RIASSUNTO
Abstract
Most multiple transverse fracture horizontal wells in shale gas formations remain in transient bilinear or linear flow for very long periods, typically several years. Some plays show very different behavior that has been attributed to pressure dependent permeability. Often, there are reported cases of shale wells that exhibit boundary dominated flow in a very short period that implies a stimulated rock volume (SRV) much smaller than would be expected based on the hydraulic fracture treatment design. This paper offers an alternative explanation for the early boundary dominated flow related to dissolution of salt-sealed natural fractures in the shale. Three plays are the target of this study, namely, the Haynesville shale, the Marcellus shale, and the Horn River Basin.
Flowback of water with significantly higher salinity than the injected fracture fluid may suggest that the injected low salinity fracturing fluid dissolved salts that seal an existing natural fracture system. Evidence would be seen in long-term transient rate and pressure production data as early boundary dominated flow providing the natural fracture pore volume dissolved by injected low salinity fracturing fluid that leaked off during the hydraulic fracture treatment. In this scenario, the effective permeability would represent that of the natural fracture system induced by salt dissolution, and the stimulated rock volume would be directly related to the leakoff volume.
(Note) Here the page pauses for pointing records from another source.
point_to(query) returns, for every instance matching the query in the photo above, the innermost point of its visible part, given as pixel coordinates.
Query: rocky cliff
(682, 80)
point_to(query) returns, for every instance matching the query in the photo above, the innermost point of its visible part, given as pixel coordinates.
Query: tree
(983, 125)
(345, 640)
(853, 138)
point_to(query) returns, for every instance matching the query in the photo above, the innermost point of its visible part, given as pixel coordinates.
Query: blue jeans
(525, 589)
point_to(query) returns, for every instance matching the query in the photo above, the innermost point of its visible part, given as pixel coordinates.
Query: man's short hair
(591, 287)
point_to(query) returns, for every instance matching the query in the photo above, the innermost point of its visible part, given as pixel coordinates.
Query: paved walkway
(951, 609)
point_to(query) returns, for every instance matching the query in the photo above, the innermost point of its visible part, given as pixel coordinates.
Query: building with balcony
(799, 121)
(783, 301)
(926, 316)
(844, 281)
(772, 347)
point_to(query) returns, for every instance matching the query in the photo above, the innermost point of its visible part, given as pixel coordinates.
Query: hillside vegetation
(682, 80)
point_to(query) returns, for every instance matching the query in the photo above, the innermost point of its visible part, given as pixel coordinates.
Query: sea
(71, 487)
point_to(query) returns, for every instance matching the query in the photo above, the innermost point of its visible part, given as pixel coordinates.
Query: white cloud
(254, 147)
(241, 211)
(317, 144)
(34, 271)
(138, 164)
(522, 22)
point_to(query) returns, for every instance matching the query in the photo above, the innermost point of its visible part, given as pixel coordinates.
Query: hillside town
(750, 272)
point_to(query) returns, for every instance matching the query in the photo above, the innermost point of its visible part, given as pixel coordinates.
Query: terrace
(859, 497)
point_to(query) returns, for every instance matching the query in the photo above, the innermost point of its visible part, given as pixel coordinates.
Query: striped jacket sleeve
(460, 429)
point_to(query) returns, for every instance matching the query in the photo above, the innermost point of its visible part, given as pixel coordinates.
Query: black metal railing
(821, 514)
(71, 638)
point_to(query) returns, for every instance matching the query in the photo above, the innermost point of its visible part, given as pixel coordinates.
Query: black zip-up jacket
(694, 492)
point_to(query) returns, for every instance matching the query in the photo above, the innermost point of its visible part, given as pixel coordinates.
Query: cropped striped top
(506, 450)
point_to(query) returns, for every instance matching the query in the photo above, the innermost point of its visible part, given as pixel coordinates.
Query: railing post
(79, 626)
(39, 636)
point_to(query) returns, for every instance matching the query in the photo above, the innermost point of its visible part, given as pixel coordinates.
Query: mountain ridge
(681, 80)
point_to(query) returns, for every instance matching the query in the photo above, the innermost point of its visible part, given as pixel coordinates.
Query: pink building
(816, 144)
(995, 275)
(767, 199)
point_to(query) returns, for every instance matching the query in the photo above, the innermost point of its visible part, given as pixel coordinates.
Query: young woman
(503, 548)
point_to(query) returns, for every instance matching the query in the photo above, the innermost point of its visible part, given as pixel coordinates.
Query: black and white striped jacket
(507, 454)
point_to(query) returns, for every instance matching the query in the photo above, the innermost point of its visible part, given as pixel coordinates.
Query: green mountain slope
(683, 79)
This study first discusses a plausible diagenetic history for generation of a salt-sealed natural fracture system in shale gas and how core, log, and conventional test data may behave. We then present a material balance model for behavior of the salt-sealed fracture porosity, the shale matrix porosity, and fracture pore volume dissolved by the leaked off fracture fluid, during the fracture treatment and subsequent early and long term production. We show the resulting permeability loss as residual water vaporizes. The significance of the model is a new rationale for a correlation between apparent stimulated rock volume and injected fluid during hydraulic fracturing.